Despite the closure, Mr Abdulsalam was still paid at the end of every month. After Saddam was toppled, the dinar began to rise, and the value of his wage jumped to $300 a month.
The occupying US administration dissolved the Baghdad Stock Exchange in April 2004, but soon afterwards, the administration approached him to set up a new operation.
Mr Abdulsalam was told to go to the Investment Bank of Iraq, where two meeting rooms had been hired, and then to Al Mansour Hotel, to hold meetings with shareholders about the trading hiatus and reassure them that their shares had not vanished.
"If anyone wanted to ask about their shares on the Baghdad Stock Exchange, they would find someone to pose their questions to and be reassured that the employees are still there," he says. "'Have my shares disappeared?' they used to ask. My response was: 'No, your shares are still here, even if your documents were stolen or burnt. We have them backed up and saved on CDs'."
On April 18, the Americans established the Iraq Stock Exchange (ISX) as a private institution, not a government body, whose general assembly would consist of brokers. Mr Abdulsalam was invited the following month to represent the 60 employees who worked for the Saddam-era bourse.
"They invited me to be the chief executive of the newly established stock exchange and asked me how long I needed until the bourse could be fully operational. I told them I needed at least 30 days," he says.
Mr Abdulsalam called a meeting for the 60 staff members and asked them to come to work every day. He met with a lot of opposition.
"They said they did not want to work because they had been receiving their salary at the end of the month for the past 15 months without doing anything," he says.
"I invited the public companies to relist, but had to make my due diligence and retrieve new information. I didn't know if they got burned down, if someone stole their products, if their assets were still intact. Out of more than 80 public companies, I initially selected 15 companies which appeared that nothing happened with them. They were private banks. That number gradually rose to 86 listed companies."
Trading resumed after the ISX moved into a new building in the Karrada district, initially with three sessions a week. By 2006, Mr Abdulsalam signed an agreement with Nasdaq OMX to move towards automated trading.
"Taha came across as a chief executive who was desperately trying to make his markets work," says Shafi Wahid, the GCC head of dealing room and brokerage network at Mubasher Financial Services, which signed an agreement to offer live prices for the exchange last year.
Mr Abdulsalam recalls the fateful day on October 31, 2010, when men from The Islamic State of Iraq, a group linked to Al Qaeda, detonated a car bomb in front of the Catholic church next to the exchange. More than 100 people were held hostage inside the church and 58 people were shot and killed.
"That day was just like any ordinary work day," Mr Abdulsalam says.
"After having completed lunch at about 5.10pm, I received a call saying one of our security forces had been shot and a car bomb exploded in front of the exchange," Mr Abdulsalam says. "I immediately thought there was an attack specifically on the bourse."
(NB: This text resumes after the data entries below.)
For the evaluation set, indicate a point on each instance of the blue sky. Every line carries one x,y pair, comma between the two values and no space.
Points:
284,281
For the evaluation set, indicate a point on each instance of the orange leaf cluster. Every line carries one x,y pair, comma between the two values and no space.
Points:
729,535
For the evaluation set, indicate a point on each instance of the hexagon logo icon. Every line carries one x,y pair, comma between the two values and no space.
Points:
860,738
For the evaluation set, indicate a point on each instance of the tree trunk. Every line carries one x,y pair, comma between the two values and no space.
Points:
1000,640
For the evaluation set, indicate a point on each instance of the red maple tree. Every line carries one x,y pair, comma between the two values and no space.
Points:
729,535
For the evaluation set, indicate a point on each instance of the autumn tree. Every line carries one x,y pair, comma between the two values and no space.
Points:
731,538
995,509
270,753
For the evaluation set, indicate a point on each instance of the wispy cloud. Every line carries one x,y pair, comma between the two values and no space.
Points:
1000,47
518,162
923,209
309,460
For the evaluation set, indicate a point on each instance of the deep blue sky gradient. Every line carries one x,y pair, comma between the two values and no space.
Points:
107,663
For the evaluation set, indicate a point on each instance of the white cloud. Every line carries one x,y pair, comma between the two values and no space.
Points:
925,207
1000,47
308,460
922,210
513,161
He was inundated with calls from media and investors asking whether the stock market was the target.
Mr Abdulsalam reached the exchange at 5.30pm. "Thank God, I saw the building was fine, just the glass broken."
By 9pm, Iraqi Special Forces, backed by American air support, had rescued the hostages.
"That evening I called all the brokers and told them: tomorrow is a session, call your clients, your traders, your investors. Some asked if I was crazy," he says. "But it was important to prove that nothing happened to the stock market despite the attacks.
"As a citizen, what do you do? My job is to work. That's the best response to terrorism."